Stärkere Regulierung der Finanzmärkte gefordert
Sowohl Nissen und Kunze wie auch Amann und Yilmaz haben sich gegenseitig eine faire Auseinandersetzung versprochen. Die beiden Frauen, die dem linken Flügel der SPD zugerechnet werden, möchten den etwa 20SPD-Ortsvereinen im Wahlkreis gemeinsame Termine anbieten, auf denen sie sich vorstellen wollen. Die Entscheidung für den Wahlkreis183 wird auf einer Delegierten-Konferenz am 22.November fallen. Schon vorher, am 20.November, stimmen die Delegierten für den Wahlkreis182 über Amann, Yilmaz und gegebenenfalls weitere Bewerber ab.
Die beiden neuen Kandidaten Kunze und Yilmaz gehören dem Vorstand der Frankfurter SPD an. Kunze, von Beruf Controllerin, stammt aus Friedrichroda in Thüringen. Die Zweiunddreißigjährige hat für die Frankfurter SPD maßgeblich das Projekt eines Bürgerhaushalts mitentwickelt und sich im Team von Peter Feldmann in dessen Oberbürgermeister-Wahlkampf engagiert. Sie setzt sich für eine stärkere Regulierung der Finanzmärkte und ein gerechteres Wirtschaften ein.
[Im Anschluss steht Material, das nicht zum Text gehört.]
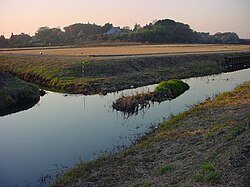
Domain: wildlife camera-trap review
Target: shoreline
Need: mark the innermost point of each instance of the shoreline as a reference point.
(16, 95)
(71, 75)
(206, 145)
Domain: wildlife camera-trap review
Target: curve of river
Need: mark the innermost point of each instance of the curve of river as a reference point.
(62, 130)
„Faire Löhne“ und „gute Arbeit“
Der ebenfalls 32Jahre alte Yilmaz ist ein Finanzfachmann, der in der Wertpapieraufsicht bei der Bundesanstalt für Finanzdienstleistungsaufsicht arbeitet. Die Themen Finanzmarkt-Regulierung und Sicherung des Rentensystems will er in den Mittelpunkt seines Wahlkampfs stellen. Yilmaz stammt aus Bad Oeynhausen, ist seit 2002 Mitglied der SPD und Mitbegründer zweier deutsch-türkischer Institute. Sein Ortsverein Westend hat ihn auf einer Mitgliederversammlung einstimmig nominiert.
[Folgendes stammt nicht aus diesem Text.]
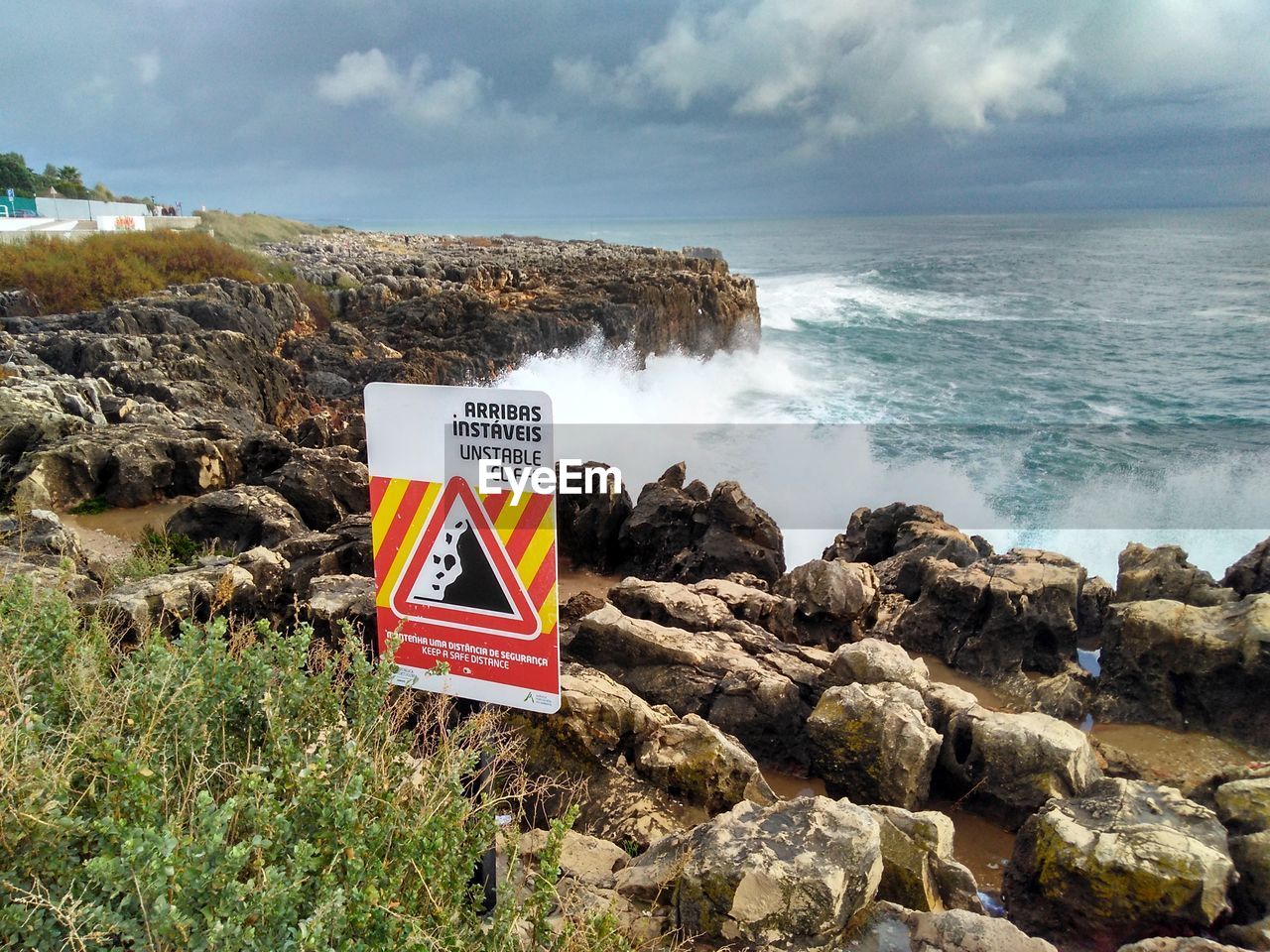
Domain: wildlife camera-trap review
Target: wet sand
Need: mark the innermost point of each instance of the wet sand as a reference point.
(1182, 760)
(576, 580)
(113, 535)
Mit Nissen, Kunze und Yilmaz machen sich drei Vertreter der SPD-Linken Hoffnungen auf eine Kandidatur und auf ein Bundestagsmandat. Amann wird als Vertreter der pragmatischen Netzwerker dagegen dem rechten SPD-Flügel zugerechnet. Mit der Niederlage der SPD bei der Bundestagswahl 2009 verlor er sein Mandat und legte in selbstgewählter Konsequenz sein Amt als stellvertretender Frankfurter SPD-Vorsitzender nieder. Der Neunundvierzigjährige kehrte damals zur Lufthansa zurück, für die er als Angestellter am Frankfurter Flughafen arbeitet. Er sieht sich als Interessenvertreter der kleinen Leute, die seiner Meinung nach ein Recht auf einen auskömmlichen Lohn haben. Entgegen der Linie seiner Partei hat der Wehrdienstverweigerer Amann als Bundestagsabgeordneter immer gegen Auslandseinsätze der Bundeswehr gestimmt. Damit will er fortfahren, sollte er wieder ein Bundestagsmandat bekommen.
Nissens Schwerpunkt liegt ebenfalls auf dem Thema „faire Löhne“ und „gute Arbeit“. Nur wenn die Arbeitnehmer ordentlich bezahlt werden, kann ihrer Ansicht nach Altersarmut vermieden werden.